Litigation boutique Stewarts Law is set to launch a US practice, with offices in New York and Delaware.


John Cahill
John Cahill

The firm, which is projecting turnover of £32m for the 2011-12 financial year, isto open offices in New York and Wilmington, Delaware, on next month (1 May), following the hires of securities litigators David Straite and Ralph Sianni, who will lead the US practice.

Both Straite and Sianni – who were formerly at Grant & Eisenhofer – will join Stewarts as US partners and executive committee members of the US LLP.

The two offices will initially focus on securities litigation, antitrust and commercial litigation, though the firm intends to add other practices later on.

In a statement, Stewart’s managing partner – and chairman of the US executive committee – John Cahill, said: “The opening of a US practice is an important strategic step for us. Expansion to the US will increase our global reach and international litigation capability.

“Our US practice will bridge a cultural gap for UK and European clients litigating in the US. We will continue to work closely with those US firms who have a proven track record in our chosen specialisations.

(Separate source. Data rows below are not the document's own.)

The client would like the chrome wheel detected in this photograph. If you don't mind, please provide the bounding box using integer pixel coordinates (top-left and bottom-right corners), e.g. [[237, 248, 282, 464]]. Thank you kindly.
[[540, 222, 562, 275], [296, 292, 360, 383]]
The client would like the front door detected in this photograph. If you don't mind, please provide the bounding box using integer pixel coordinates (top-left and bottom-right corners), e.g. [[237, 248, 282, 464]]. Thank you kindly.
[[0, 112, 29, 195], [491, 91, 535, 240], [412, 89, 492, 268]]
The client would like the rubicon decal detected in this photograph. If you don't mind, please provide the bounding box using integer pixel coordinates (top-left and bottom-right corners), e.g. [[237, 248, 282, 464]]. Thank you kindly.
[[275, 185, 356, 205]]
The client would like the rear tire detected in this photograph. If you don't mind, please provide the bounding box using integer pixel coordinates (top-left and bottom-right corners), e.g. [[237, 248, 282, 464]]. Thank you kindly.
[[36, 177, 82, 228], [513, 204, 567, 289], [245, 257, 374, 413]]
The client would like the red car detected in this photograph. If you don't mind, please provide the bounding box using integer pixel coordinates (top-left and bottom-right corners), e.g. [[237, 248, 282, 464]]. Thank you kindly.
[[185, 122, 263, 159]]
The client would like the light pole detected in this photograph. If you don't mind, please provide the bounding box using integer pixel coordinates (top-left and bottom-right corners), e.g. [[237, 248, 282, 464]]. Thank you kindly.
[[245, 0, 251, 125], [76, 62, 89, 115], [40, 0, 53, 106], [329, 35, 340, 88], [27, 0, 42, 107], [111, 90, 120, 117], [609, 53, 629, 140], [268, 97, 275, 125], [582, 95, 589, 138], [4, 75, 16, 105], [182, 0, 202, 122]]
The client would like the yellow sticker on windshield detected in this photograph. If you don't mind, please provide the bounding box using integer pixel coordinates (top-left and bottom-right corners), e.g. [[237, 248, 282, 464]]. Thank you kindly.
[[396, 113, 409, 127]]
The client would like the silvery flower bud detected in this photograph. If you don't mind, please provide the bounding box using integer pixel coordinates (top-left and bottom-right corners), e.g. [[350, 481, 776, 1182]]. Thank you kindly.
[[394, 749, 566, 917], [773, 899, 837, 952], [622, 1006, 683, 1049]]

We plan to remain litigation-only, highly specialist, and conflict free.”

Straite added: “Stewarts Law is an excellent fit and will enable Ralph and I to deliver outstanding litigation capability in the US for both UK and European institutional investor and corporate clients, we will provide a new voice for UK and European clients in the US litigation process.”

Stewarts already has a consulting office in New York – in addition to offices in London and Leeds – which it will move out of when it opens its new office in the City.

In July last year it was revealed that the firm’s equity partners had been asked to each pump in £50,000  to fund the firm’s rapid and continuing expansion. The cash injection meant the firm was able to merge with rival litigation boutique Masseys in July 2010 (18 July 2011).